Feature requests and comments are welcome.
Cansina is included in BlackArch Linux, give it a try!
pip install cansina
If you don't want to pollute your environment to try cansina just create a virtual env
Wiki is full of documentation and examples. But as a fast example:
cansina -u <site_url> -p <payload_file>
Help summary:
cansina -h
- Data persistence with sqlite database
- Optional output in CSV format
- Multithreading
- Multiextension
- Custom headers
- Multiple wordlists from directories
- Content detection
- Filter results by size
- Filter results by content
- URL pattern (***) to interpolate strings
- SSL support
- Proxy support
- Basic Authentication
- Cookie jar
- Resuming
- Path recursion
- Persistent connections
- Complementary tools
Wanna make Cansina run faster? Grab my cup of coffee.

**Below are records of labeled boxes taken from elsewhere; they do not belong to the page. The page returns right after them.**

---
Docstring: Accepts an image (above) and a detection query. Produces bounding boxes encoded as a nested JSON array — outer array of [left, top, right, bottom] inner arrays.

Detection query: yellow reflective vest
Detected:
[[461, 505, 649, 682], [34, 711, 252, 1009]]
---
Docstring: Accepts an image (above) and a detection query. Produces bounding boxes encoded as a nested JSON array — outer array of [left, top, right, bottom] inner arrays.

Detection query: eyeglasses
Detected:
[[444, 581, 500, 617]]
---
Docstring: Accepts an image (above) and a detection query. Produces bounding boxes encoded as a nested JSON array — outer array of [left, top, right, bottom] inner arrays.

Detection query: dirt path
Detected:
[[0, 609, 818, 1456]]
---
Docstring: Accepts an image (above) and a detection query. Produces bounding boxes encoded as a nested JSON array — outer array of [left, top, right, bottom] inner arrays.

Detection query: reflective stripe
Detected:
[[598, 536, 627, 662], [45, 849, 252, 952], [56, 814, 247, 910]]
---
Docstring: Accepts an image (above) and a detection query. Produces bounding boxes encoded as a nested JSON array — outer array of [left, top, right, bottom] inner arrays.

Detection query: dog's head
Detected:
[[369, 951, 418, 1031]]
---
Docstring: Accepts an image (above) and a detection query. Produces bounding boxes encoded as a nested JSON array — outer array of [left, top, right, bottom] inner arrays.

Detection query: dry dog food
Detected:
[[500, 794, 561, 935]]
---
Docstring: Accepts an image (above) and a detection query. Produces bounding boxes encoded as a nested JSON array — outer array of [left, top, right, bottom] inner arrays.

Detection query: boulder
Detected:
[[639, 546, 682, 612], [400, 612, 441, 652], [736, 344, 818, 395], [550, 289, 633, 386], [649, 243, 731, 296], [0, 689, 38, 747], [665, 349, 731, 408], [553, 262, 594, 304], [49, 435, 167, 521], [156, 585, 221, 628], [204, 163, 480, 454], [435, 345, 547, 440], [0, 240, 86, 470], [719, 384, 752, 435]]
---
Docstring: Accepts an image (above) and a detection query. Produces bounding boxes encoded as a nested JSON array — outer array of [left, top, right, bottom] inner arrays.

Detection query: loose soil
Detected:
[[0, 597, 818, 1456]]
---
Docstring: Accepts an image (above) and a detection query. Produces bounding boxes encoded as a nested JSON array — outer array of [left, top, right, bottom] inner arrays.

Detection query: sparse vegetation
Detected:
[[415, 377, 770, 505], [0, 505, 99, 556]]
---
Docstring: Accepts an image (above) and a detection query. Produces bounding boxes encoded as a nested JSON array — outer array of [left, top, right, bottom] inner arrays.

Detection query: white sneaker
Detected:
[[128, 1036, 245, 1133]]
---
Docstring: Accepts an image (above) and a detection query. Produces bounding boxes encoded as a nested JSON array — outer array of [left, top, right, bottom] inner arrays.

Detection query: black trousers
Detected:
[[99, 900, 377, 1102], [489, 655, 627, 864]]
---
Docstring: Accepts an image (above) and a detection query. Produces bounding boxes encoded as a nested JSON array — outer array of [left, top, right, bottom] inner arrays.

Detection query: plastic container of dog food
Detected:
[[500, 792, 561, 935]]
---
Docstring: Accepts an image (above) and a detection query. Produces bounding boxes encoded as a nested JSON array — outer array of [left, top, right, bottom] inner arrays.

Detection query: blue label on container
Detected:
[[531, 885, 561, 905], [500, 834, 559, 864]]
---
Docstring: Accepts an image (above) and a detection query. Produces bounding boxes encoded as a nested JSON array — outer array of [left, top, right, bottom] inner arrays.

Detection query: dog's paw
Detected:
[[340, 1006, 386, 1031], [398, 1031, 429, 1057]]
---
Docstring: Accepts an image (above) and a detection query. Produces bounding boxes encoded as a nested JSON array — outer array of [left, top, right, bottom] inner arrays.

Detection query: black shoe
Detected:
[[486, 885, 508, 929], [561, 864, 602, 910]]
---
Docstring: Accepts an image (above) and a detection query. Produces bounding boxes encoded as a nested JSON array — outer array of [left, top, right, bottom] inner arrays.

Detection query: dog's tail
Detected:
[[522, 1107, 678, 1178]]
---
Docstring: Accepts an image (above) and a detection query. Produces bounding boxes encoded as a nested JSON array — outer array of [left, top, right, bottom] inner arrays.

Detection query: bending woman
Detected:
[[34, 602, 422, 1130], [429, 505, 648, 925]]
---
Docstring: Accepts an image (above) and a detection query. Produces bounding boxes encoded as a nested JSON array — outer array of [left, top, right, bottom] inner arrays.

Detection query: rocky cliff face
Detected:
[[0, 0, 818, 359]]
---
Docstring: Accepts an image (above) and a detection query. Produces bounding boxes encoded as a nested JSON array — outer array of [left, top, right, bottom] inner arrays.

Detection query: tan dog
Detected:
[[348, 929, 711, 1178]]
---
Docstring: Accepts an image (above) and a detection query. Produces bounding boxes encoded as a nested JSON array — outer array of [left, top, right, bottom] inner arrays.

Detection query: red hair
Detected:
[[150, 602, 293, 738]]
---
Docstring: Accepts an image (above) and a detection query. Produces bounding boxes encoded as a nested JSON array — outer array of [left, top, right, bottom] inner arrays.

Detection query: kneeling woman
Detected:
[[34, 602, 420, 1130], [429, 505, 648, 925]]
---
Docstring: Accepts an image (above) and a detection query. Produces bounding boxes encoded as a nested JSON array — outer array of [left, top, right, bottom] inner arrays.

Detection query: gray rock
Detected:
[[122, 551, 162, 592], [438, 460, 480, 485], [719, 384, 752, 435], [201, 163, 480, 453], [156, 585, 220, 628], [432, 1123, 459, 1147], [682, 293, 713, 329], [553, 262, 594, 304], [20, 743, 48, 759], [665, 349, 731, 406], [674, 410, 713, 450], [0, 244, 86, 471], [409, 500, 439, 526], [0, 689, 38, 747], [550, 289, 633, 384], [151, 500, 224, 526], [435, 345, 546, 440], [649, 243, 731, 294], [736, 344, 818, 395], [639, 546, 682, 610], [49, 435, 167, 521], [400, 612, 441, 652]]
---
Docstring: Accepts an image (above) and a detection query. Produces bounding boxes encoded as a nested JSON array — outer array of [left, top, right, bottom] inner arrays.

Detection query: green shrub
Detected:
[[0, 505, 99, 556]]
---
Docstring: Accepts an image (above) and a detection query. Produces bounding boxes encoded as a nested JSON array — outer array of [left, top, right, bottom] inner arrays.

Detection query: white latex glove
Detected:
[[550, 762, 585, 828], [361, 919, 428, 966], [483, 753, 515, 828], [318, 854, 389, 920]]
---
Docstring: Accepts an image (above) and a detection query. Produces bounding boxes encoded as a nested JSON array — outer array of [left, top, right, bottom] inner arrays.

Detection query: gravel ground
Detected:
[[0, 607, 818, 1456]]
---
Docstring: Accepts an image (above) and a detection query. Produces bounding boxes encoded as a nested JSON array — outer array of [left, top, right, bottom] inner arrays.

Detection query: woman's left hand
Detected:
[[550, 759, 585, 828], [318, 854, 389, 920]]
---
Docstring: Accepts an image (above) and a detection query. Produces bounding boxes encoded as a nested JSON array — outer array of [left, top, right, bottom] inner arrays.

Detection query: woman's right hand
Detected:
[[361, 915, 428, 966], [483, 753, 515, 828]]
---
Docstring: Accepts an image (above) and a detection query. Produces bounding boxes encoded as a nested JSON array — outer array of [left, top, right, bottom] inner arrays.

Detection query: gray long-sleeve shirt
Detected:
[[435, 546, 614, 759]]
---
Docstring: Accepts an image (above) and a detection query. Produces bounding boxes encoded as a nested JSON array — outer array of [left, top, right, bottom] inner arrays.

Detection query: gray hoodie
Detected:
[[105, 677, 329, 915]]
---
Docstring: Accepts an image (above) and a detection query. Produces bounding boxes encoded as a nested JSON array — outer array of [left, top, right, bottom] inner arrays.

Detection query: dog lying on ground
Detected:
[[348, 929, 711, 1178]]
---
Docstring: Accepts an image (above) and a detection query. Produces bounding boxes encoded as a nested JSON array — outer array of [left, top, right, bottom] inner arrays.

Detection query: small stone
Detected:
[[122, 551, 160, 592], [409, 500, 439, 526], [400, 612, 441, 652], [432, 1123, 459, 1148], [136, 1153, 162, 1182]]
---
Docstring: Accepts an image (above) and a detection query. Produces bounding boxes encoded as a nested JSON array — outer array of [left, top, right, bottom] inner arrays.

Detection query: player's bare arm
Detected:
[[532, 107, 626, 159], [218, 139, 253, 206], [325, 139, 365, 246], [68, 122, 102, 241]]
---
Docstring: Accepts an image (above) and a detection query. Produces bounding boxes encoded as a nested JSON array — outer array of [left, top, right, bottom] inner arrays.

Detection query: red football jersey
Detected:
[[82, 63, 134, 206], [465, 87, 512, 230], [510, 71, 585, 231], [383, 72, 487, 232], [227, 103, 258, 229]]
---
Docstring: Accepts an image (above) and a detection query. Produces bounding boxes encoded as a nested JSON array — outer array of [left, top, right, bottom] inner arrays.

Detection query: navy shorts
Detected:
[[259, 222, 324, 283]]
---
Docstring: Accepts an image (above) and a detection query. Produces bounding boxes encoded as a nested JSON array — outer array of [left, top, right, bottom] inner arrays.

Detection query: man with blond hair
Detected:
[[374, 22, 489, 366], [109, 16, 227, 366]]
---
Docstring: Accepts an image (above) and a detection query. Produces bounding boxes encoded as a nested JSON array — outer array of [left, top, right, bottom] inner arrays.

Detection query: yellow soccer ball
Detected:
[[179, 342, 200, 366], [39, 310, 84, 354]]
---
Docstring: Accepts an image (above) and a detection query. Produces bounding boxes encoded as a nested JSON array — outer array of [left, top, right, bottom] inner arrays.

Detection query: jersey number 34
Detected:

Cansina downloads page content for inspection by default (Yep, Cansina does not racing for speed). but you can disable GET requests and make them HEAD (no body page download). Also, do no print the fancy terminal interface (you will lost some hackish points).
- Put -H to make requests lighter
- Put --no-progress to print no fancy information in the screen
- Raise default threads to ten with -t 10 (or even more if you don't mind noise and faulty tries)
Cansina integrates a tree viewer (thanks to asciitree package) to output a project sqlite base stored results (http 200 status code by now).
cansina -V output/http_testphp.vulnweb.com.sqlite
This tool is intended to be used in a fair and legal context, meaning, for example, a penetration testing for which you have been provided previous authorization.
One of its legitimate uses might be the one described in the following article:
Untested in Windows. It should work with --no-progress
License: GNU General Public License, version 3 or later; see LICENSE.txt included in this archive for details.